The following describes how to perform out-of-band gateway authentication on One Identity Safeguard for Privileged Sessions (SPS).

To perform out-of-band gateway authentication on SPS

  1. Initiate a connection from a client. If gateway authentication is required for the connection, SPS will pause the connection.

    NOTE: For SSH and Telnet connections, when initiating the connection, you can use the following as your username: gu=gatewayusername@remoteusername, where gatewayusername is the username you will use to login to the SPS web interface (also called gateway user), and remoteusername is the username you will use on the remote server.

    NOTE: After initiating the connection, the administrator with the appropriate authorization rights has 3 minutes to approve the request.

  2. Open a browser, preferably on the same host you initiated the connection from, and navigate to the login page of SPS.

    Caution:

    If the username used within the protocol is different from the username used to access the SPS web interface to perform gateway authentication, usermapping must be configured for the connection. For details on usermapping, see Configuring usermapping policies.

  3. Log in to SPS, and select Pending Connections > Gateway Authentication from the main menu. The list of connections waiting for gateway authentication will be displayed.

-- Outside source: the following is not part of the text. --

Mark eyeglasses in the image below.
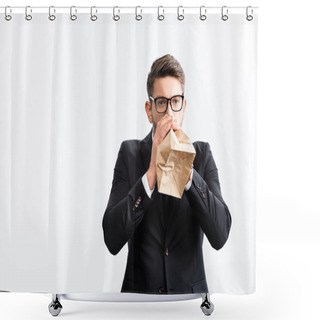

    NOTE: If users accessing the SPS web interface are authenticated to an LDAP server, the users must successfully authenticate to the LDAP server set on the Users & Access Control > Settings page.

    Figure 75: Pending Connections > Gateway Authentication — Performing gateway authentication

  4. Select the connection that you started, and click Assign.

  5. Continue to authenticate on the server.

  6. To authenticate another session, you must either:

    • Repeat this procedure.

    • If your SPS administrator enabled the auto-assign feature, you must keep open the browser window or tab in which you authenticated to SPS.